The concept of karma includes doing good, of course, and ReDeMa takes that idea very seriously. It’s not a religion, but a way of life for us. Because we’re commited environmentalists, one of our most important goals has been to have as little negative impact as possible in producing our product. One way we do that is to source as locally as possible. “ReDeMa products are entirely made in the USA, from bull to bottle, so to speak,” Joe says.
“And both the contents and the jar are completely recyclable. When the novelty loses its appeal, all the owner has to do is to break open the jar and dump the contents onto their garden. Voila! Compost! The jar itself – plastic label and all – can be recycled at a local recycling facility. We want to insult the recipient – not injure the planet,” he adds.
Or, if you don’t want to do the job yourself, ship the jar back to us.

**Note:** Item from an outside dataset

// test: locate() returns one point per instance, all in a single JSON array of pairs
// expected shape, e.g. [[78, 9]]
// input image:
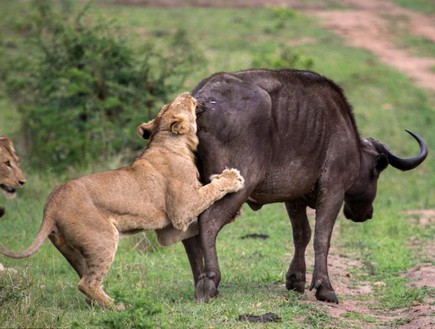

We have a take-back program that gives you a 10 percent discount on a new jar of our product for every jar you return to us for recycling.
“But we don’t stop there,” Joe says. “When you buy any of our Karmic B.S.™ or Karmic BULL SHIT™ or political B.S. sanitized bovine excrement products, a portion of those sales goes directly to environmental product research, clean water projects, and humanitarian charities worldwide.”
Our current charity focus is Tagum City Food Bank, a charity that is close to my own heart, as it is largely funded through the efforts of David Wasson, my cousin, who feeds malnourished children in the Philippines.
The First-Ever B.S. Mechanical Pencil
If a novelty gag gift doesn’t get your attention, our latest product should. We’ve been working with a local woodworker who has developed a process to make mechanical pencils and (coming soon!) pens out of ReDeMa’s sanitized bovine excrement.
The first-ever mechanical pencil made from sanitized bovine excrement is for sale on our website. “You won’t believe how beautiful it is until you see it,” Joe says. “It looks like a fine marble, but it feels like sculpted wood.”
So who would ever want to write with a pen or pencil made of bull excrement?
“This is the ideal gift for an attorney, whose clients constantly feel they are signing documents that are B.S. Soon, the attorney will be able to hand them a pen that’s befitting of the documents they have to sign. And I just wish I could be there to see the reaction!” Joe says.